Ja, so will es das Gesetz. In der Schweiz sind die Betreiber der Kernkraftwerke für die Sicherheit ihrer Anlagen verantwortlich. Es gehört deshalb auch zu ihren Aufgaben, die Erdbebengefährdung zu analysieren. PEGASOS und das PRP sind ja Arbeiten, welche die Betreiber bei führenden Wissenschaftlern in Auftrag gegeben haben, um der Forderung des ENSI nach neuen Grundlagen zur Einschätzung der Erdbebengefährdung nachzukommen. Swissnuclear, die federführende Organisation der Betreiber für das PRP, hat den Zwischenbericht, wie vom ENSI verlangt, erstellt. Gemäss Verfügung diente dieser Zwischenbericht den Kernkraftwerken als Grundlage für die neuen Nachweise.
Und diese im Zwischenbericht ausgewiesenen Gefährdungsannahmen waren strenger als die bisher geltenden?
Ja. Die bisherigen, aus den 1970er Jahren stammenden Gefährdungsannahmen waren tiefer. Mit dem Zwischenbericht wurden praktisch alle Parameter weiter verschärft. Jedes Werk hatte detaillierte, strengere Vorgaben zu erfüllen.

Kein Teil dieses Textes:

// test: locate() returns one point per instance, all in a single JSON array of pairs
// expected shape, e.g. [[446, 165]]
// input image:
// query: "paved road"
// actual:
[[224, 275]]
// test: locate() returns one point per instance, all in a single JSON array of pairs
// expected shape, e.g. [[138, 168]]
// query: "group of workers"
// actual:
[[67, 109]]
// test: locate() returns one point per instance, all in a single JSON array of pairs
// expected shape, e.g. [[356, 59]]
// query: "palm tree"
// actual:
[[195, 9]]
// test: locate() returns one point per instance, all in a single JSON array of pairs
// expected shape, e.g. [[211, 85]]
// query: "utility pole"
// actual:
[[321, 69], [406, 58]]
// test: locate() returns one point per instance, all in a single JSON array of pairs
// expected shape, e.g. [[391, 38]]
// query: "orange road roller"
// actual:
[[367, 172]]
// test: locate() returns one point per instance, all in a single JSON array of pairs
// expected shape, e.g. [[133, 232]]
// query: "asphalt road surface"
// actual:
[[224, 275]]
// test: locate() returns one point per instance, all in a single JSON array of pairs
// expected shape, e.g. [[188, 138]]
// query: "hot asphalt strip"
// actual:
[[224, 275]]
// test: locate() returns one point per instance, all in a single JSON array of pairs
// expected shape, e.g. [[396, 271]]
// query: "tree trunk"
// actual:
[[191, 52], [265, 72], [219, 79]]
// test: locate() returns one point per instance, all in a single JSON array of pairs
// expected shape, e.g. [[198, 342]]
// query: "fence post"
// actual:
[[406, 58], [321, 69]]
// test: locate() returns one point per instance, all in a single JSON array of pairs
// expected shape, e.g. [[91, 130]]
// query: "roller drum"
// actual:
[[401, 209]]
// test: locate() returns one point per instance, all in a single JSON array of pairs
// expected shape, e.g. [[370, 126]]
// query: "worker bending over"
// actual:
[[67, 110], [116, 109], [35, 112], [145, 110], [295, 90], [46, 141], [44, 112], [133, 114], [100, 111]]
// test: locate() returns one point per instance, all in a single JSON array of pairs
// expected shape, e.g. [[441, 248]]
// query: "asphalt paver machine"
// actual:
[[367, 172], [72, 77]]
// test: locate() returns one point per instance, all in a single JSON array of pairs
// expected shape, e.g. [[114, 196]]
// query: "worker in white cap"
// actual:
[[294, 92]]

Die Werke haben die neuen Erdbebennachweise Ende März fristgerecht eingereicht. Können Sie schon etwas zu den Ergebnissen sagen?

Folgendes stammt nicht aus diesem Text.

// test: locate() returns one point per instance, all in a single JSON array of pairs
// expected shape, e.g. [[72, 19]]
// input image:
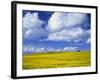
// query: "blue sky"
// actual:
[[55, 31]]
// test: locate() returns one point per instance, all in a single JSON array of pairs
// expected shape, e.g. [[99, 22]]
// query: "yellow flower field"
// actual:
[[56, 60]]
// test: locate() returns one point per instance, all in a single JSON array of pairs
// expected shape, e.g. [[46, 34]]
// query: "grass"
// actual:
[[56, 60]]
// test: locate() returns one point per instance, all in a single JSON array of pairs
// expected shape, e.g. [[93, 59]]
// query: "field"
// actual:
[[56, 60]]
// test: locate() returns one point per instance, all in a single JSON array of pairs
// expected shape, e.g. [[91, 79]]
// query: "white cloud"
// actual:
[[33, 49], [32, 26], [67, 35], [88, 41], [67, 27], [60, 20]]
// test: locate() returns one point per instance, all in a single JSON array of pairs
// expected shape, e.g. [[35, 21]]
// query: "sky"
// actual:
[[45, 31]]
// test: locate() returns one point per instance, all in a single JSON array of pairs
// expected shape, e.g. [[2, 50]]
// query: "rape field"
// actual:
[[56, 60]]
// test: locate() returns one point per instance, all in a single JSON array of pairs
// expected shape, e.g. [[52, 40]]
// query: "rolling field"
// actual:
[[56, 60]]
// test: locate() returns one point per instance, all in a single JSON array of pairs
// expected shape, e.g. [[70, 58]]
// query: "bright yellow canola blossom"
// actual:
[[56, 60]]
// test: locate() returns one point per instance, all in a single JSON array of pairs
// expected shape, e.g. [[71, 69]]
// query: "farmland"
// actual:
[[56, 60]]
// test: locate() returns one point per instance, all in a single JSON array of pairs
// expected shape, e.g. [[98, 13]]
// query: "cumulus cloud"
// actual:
[[32, 26], [60, 20], [66, 34], [88, 41], [67, 27]]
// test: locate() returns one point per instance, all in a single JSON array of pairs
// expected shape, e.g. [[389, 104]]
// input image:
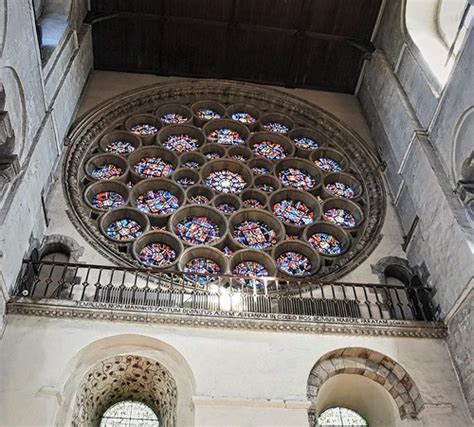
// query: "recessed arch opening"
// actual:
[[370, 375], [125, 378], [437, 29]]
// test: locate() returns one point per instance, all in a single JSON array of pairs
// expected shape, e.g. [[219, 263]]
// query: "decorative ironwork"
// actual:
[[148, 290]]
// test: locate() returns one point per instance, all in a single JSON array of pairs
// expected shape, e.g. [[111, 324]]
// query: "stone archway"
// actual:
[[370, 364], [126, 377]]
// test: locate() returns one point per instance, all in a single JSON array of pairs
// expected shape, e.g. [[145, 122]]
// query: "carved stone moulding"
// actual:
[[111, 116], [266, 322]]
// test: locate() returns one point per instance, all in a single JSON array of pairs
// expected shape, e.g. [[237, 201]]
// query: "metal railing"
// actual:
[[144, 289]]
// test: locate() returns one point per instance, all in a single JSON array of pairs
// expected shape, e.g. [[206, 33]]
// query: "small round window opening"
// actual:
[[341, 417], [129, 413]]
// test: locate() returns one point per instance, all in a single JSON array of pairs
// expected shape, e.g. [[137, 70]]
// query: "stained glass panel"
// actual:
[[129, 414]]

Zurzeit werden die Eingaben der Werke von unseren Spezialisten geprüft. Dass die Betreiber ihre Nachweise eingereicht haben, ist aber schon eine erste Aussage: Das heisst nämlich, dass die Betreiber überzeugt sind, diesen Nachweis erbracht zu haben. Hätten sie Zweifel, hätten sie ihr Werk abstellen müssen. Sollten wir als Aufsichtsbehörde bei der Überprüfung der Eingaben feststellen, dass sich die Werke geirrt haben, würden wir veranlassen, dass das entsprechende Kernkraftwerk sofort vom Netz genommen wird. Bei einer vorsätzlichen Falschangabe macht sich der Betreiber auch strafbar. Sollte das ENSI bei seiner Überprüfung in den nächsten drei Monaten auf einen gravierenden Irrtum stossen, mit dem ein Ausserbetriebnahmekriterium erfüllt ist, wird das Kraftwerk sofort vom Netz genommen.
KNS-Präsident Covelli fordert, dass das PRP jetzt so rasch wie möglich abgeschlossen werden soll.
Ich bin dankbar, dass KNS-Präsident Bruno Covelli diese Forderung stellt, denn auch wir sind daran interessiert, dass das Projekt sobald wie möglich abgeschlossen werden kann. Tatsächliche gehen wir heute davon aus, dass dies bis Ende dieses Jahres der Fall sein wird. Allerdings sollten wir nicht allzu viel zeitlichen Druck ausüben. Die beteiligten Wissenschaftler und Experten haben das Recht und die Pflicht, solange an der Bereinigung der Differenzen zu arbeiten, bis sie sich geeinigt haben. Alle müssen daran interessiert sein, dass dieser Prozess den Regeln der Wissenschaft entsprechend abgeschlossen wird, so dass wir über eine neue, wissenschaftlich belastbare Basis für die neuen Erdbebengefährdungsannahmen verfügen.
Wenn der Schlussbericht des PRP vorliegt: Was geschieht dann?
Das ENSI hat die PRP Studie begleitend überprüft und wird nach Vorliegen des Schlussberichtes eine abschliessende Bewertung vornehmen. Falls das ENSI die Resultate von PRP akzeptiert, wird es auf dieser Basis neue Gefährdungsannahmen festlegen und auf dieser Grundlage den definitiven Erdbebennachweis von den Betreibern einfordern.
Ist das zumutbar? Oder wäre es eben nicht doch richtig gewesen, zuzuwarten wie das die KNS „logisch“ gefunden hätte, um den beträchtlichen Aufwand nicht doppelt machen zu müssen?
Definitiv nein. Der Aufwand ist aus Sicht des ENSI angemessen. Diese Zwischenprüfungen mit gegenüber früher strengeren Vorgaben haben auf alle Fälle viel gebracht. Der Aufwand für die Zwischenprüfung wird dann den Werken auch bei den neuen Nachweisen, die sie voraussichtlich nächstes Jahr erarbeiten müssen, zu Gute kommen.
Und wo steht die Schweiz mit den neuen Erdbebendaten im internationalen Vergleich?
Schon die Erdbebengefährdungsannahmen, auf denen die früheren Nachweise der Schweizer Kernkraftwerke beruhten, waren im Vergleich zum Ausland streng. Mit PEGASOS und PRP geht die Schweiz noch weiter voran und nimmt definitiv einen internationalen Spitzenplatz ein. Es ist die erste und bisher einzige Studie dieser Art in Europa.